Bismark was determined that Germany should be unified, and unified by Prussia, and this set in motion a whole series of wars over the following century. He marched Prussia against other German states, Austria, Denmark and France to achieve his goal – the crowning of King Wilhelm I of Prussia as Emperor of a united Germany in the Hall of Mirrors at the Palace of Versailles in 1871. But of course the unification of Germany wasn’t completed (and then only temporarily) until the Anschlus – the annexation of Austria into Germany in 1938 – and the whole process precipitated the two great wars of the twentieth century.
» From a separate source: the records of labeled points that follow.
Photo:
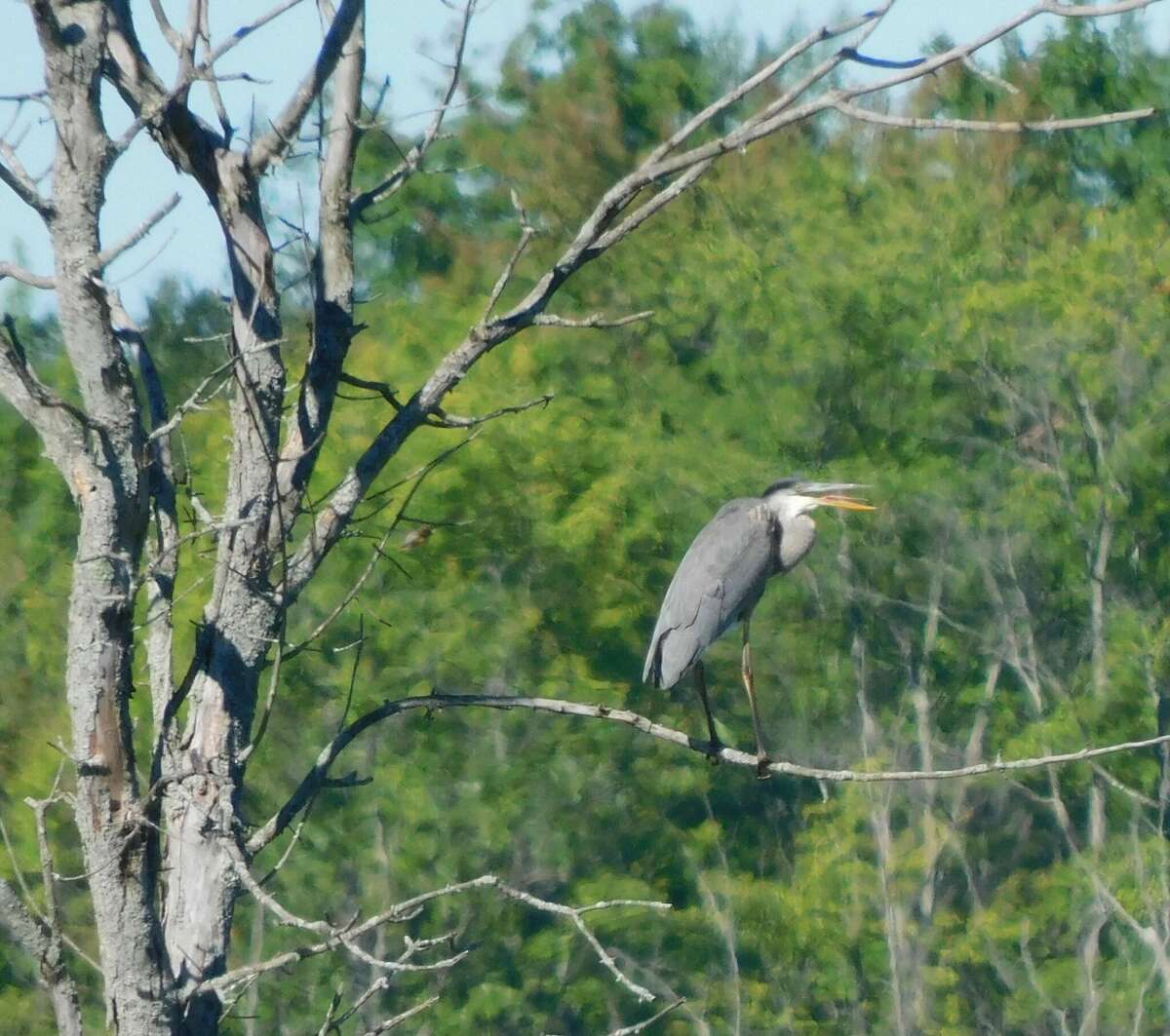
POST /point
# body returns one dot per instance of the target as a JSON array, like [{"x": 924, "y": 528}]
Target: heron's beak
[
  {"x": 836, "y": 495},
  {"x": 846, "y": 503}
]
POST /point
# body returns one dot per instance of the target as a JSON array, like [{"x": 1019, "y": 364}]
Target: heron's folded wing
[{"x": 721, "y": 575}]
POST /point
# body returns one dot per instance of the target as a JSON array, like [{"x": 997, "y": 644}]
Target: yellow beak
[{"x": 846, "y": 503}]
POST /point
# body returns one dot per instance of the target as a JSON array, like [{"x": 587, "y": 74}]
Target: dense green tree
[{"x": 971, "y": 324}]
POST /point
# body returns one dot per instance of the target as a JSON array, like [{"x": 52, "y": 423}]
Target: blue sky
[{"x": 402, "y": 35}]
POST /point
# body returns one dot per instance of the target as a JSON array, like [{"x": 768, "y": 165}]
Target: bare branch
[
  {"x": 642, "y": 1027},
  {"x": 23, "y": 186},
  {"x": 135, "y": 66},
  {"x": 976, "y": 69},
  {"x": 342, "y": 604},
  {"x": 108, "y": 255},
  {"x": 506, "y": 275},
  {"x": 34, "y": 938},
  {"x": 767, "y": 71},
  {"x": 445, "y": 420},
  {"x": 412, "y": 162},
  {"x": 27, "y": 276},
  {"x": 410, "y": 908},
  {"x": 433, "y": 703},
  {"x": 62, "y": 427},
  {"x": 592, "y": 321},
  {"x": 197, "y": 400},
  {"x": 273, "y": 144},
  {"x": 1051, "y": 125},
  {"x": 405, "y": 1017},
  {"x": 169, "y": 31}
]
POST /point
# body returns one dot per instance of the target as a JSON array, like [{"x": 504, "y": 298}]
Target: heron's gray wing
[{"x": 720, "y": 578}]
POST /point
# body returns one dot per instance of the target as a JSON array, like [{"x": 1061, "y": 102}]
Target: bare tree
[{"x": 168, "y": 858}]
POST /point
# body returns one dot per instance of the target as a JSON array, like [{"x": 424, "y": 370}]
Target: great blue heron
[{"x": 722, "y": 578}]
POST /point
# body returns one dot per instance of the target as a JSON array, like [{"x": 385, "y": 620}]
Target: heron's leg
[
  {"x": 749, "y": 682},
  {"x": 701, "y": 686}
]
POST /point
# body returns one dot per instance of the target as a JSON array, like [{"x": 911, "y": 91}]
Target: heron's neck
[{"x": 787, "y": 505}]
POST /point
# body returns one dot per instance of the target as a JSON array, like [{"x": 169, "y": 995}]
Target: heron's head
[{"x": 790, "y": 497}]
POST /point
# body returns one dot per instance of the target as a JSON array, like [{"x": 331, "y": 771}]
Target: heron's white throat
[{"x": 788, "y": 505}]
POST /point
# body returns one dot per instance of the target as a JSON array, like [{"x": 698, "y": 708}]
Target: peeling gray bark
[{"x": 163, "y": 907}]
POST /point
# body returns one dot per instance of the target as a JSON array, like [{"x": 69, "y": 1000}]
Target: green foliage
[{"x": 972, "y": 326}]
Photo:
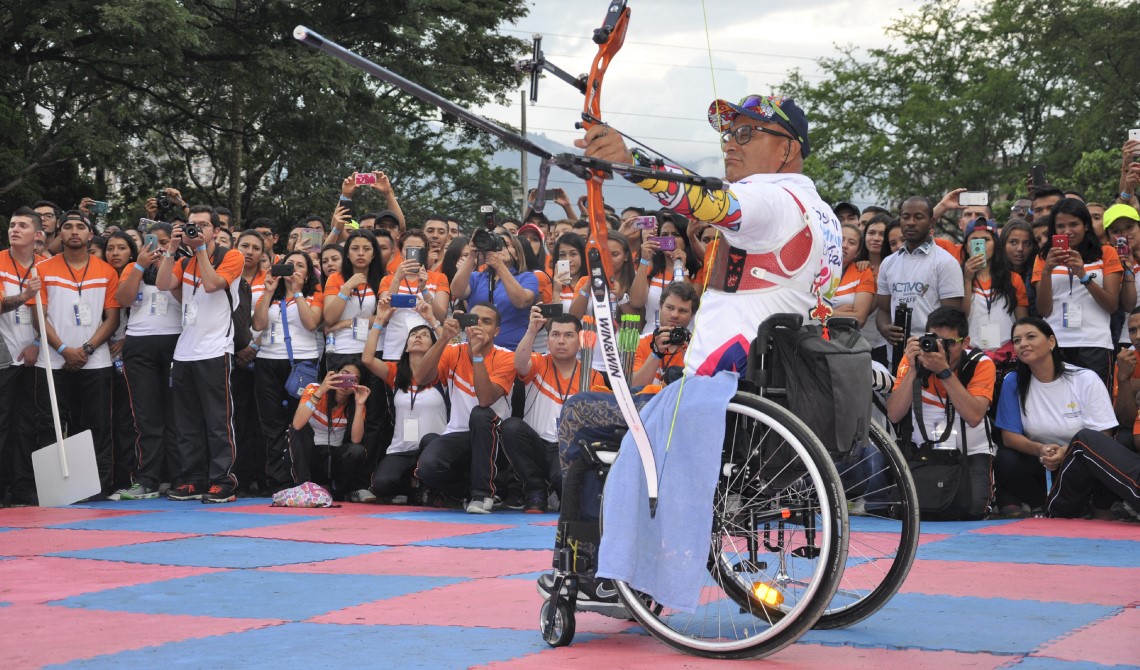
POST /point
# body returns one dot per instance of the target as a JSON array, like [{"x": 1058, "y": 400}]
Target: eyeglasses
[{"x": 743, "y": 135}]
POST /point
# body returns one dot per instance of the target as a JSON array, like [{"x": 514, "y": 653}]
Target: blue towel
[{"x": 667, "y": 556}]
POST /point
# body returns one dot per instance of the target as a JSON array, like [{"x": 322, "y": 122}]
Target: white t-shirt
[
  {"x": 1056, "y": 410},
  {"x": 921, "y": 279}
]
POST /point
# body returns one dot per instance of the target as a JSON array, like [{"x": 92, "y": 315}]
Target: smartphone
[
  {"x": 282, "y": 270},
  {"x": 974, "y": 198},
  {"x": 551, "y": 310},
  {"x": 402, "y": 300}
]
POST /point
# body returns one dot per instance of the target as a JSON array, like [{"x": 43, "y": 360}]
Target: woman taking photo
[
  {"x": 288, "y": 316},
  {"x": 1079, "y": 286},
  {"x": 420, "y": 410},
  {"x": 1043, "y": 403},
  {"x": 317, "y": 448}
]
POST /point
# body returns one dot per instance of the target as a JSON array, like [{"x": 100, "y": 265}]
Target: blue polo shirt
[{"x": 513, "y": 320}]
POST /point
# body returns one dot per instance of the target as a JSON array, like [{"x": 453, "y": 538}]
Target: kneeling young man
[{"x": 479, "y": 376}]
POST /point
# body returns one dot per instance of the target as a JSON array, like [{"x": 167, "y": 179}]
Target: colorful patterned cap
[{"x": 778, "y": 109}]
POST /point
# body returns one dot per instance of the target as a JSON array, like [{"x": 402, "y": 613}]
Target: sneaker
[
  {"x": 361, "y": 496},
  {"x": 536, "y": 503},
  {"x": 219, "y": 493},
  {"x": 185, "y": 492},
  {"x": 133, "y": 492},
  {"x": 481, "y": 505}
]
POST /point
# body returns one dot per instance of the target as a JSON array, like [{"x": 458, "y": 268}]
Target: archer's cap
[{"x": 778, "y": 109}]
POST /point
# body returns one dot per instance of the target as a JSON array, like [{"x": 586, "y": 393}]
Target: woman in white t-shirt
[
  {"x": 421, "y": 413},
  {"x": 1043, "y": 403}
]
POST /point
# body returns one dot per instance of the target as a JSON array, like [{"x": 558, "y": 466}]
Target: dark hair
[
  {"x": 1024, "y": 376},
  {"x": 1001, "y": 280},
  {"x": 571, "y": 239},
  {"x": 206, "y": 210},
  {"x": 949, "y": 317},
  {"x": 37, "y": 220},
  {"x": 376, "y": 269},
  {"x": 405, "y": 378},
  {"x": 1090, "y": 244},
  {"x": 682, "y": 291}
]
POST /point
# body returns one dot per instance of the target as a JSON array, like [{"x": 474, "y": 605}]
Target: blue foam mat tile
[
  {"x": 523, "y": 537},
  {"x": 951, "y": 622},
  {"x": 222, "y": 552},
  {"x": 1034, "y": 549},
  {"x": 316, "y": 645},
  {"x": 246, "y": 594},
  {"x": 196, "y": 522}
]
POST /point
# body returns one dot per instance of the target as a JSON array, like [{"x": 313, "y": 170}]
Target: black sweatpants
[
  {"x": 147, "y": 369},
  {"x": 462, "y": 465},
  {"x": 83, "y": 399},
  {"x": 1097, "y": 470},
  {"x": 204, "y": 419},
  {"x": 535, "y": 459}
]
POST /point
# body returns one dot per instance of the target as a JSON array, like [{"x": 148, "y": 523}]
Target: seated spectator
[
  {"x": 420, "y": 410},
  {"x": 1043, "y": 403},
  {"x": 479, "y": 375},
  {"x": 531, "y": 442},
  {"x": 953, "y": 407},
  {"x": 317, "y": 449}
]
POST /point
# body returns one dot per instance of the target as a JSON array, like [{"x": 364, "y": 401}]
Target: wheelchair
[{"x": 781, "y": 557}]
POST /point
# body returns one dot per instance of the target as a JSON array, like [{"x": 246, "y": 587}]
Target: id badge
[
  {"x": 360, "y": 326},
  {"x": 988, "y": 336},
  {"x": 82, "y": 313},
  {"x": 412, "y": 430},
  {"x": 159, "y": 304},
  {"x": 1071, "y": 315}
]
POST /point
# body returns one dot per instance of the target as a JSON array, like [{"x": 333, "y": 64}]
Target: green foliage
[
  {"x": 975, "y": 97},
  {"x": 218, "y": 100}
]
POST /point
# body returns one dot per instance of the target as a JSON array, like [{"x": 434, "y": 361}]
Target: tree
[
  {"x": 974, "y": 97},
  {"x": 219, "y": 100}
]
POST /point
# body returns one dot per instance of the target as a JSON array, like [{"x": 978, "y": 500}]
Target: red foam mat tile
[
  {"x": 1109, "y": 642},
  {"x": 363, "y": 530},
  {"x": 1066, "y": 528},
  {"x": 641, "y": 652},
  {"x": 42, "y": 579},
  {"x": 486, "y": 603},
  {"x": 32, "y": 636},
  {"x": 33, "y": 541},
  {"x": 431, "y": 562},
  {"x": 1019, "y": 581}
]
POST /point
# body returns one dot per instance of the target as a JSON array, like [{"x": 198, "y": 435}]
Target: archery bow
[{"x": 609, "y": 39}]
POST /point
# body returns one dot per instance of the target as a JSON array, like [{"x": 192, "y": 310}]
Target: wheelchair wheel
[
  {"x": 779, "y": 541},
  {"x": 885, "y": 534}
]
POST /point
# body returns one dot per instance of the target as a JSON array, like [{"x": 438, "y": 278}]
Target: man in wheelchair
[{"x": 778, "y": 251}]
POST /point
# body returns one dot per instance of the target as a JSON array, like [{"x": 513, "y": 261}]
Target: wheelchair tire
[
  {"x": 773, "y": 468},
  {"x": 882, "y": 542}
]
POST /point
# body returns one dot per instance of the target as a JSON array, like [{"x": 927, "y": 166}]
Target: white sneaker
[
  {"x": 480, "y": 506},
  {"x": 361, "y": 496}
]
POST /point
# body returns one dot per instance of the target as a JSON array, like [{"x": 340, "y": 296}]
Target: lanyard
[{"x": 80, "y": 282}]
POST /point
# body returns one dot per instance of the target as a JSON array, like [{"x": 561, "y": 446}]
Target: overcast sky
[{"x": 660, "y": 84}]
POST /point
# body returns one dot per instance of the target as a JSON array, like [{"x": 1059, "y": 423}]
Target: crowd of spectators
[{"x": 400, "y": 361}]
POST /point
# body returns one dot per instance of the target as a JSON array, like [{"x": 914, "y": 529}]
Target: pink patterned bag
[{"x": 307, "y": 495}]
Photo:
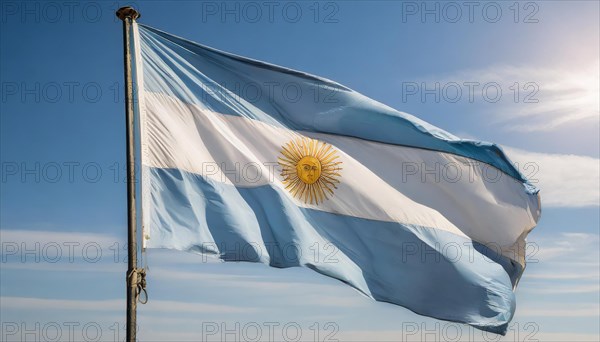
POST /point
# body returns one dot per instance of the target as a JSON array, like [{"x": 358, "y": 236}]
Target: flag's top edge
[{"x": 485, "y": 152}]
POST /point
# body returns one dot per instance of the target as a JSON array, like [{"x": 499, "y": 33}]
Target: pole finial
[{"x": 127, "y": 12}]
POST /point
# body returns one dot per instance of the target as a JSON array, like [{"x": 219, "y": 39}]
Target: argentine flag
[{"x": 249, "y": 161}]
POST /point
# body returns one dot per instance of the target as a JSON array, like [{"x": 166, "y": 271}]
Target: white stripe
[{"x": 231, "y": 149}]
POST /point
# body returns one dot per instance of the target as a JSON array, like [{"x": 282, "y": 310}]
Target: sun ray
[{"x": 310, "y": 169}]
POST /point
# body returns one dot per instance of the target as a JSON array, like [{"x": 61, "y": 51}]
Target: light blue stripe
[
  {"x": 228, "y": 84},
  {"x": 416, "y": 267}
]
The declaration of the USA as a new country was followed rapidly by the the revolutionary war of independence of 1775-1783. Building and consolidating that new nation sparked off the Civil War of 1861-1865 – the world’s first industrialised conflict, and the bloodiest until the horrors of the following century. More than 620,000 American soldiers died in those four years – as many as were killed in the two World Wars and Vietnam put together.
But to return to the present. Catalonia, Kurdistan and Isis aren’t the only state-creating, nation-building projects being undertaken today: the logical outcome of the EU’s policy of ‘ever closer union’ would be the creation of a single European state and a single European nation. Jean-Claude Juncker and most of his predecessors have made no secret of their hopes and ambitions for a new, united Europe. Of course, the departure of a member state (Brexit), the economic trauma of the southern states, and the internal chaos and fragmentation (Spain and Catalonia) within member states resulting from national authorities losing relevance and status to supranational authority, are nothing compared to Magenta, Solferino, Gettysburg or Königgrätz; but one wonders whether the visionaries behind the drive for a united Europe appreciate that creating a new state and nation is the most hazardous and costly of all political endeavours.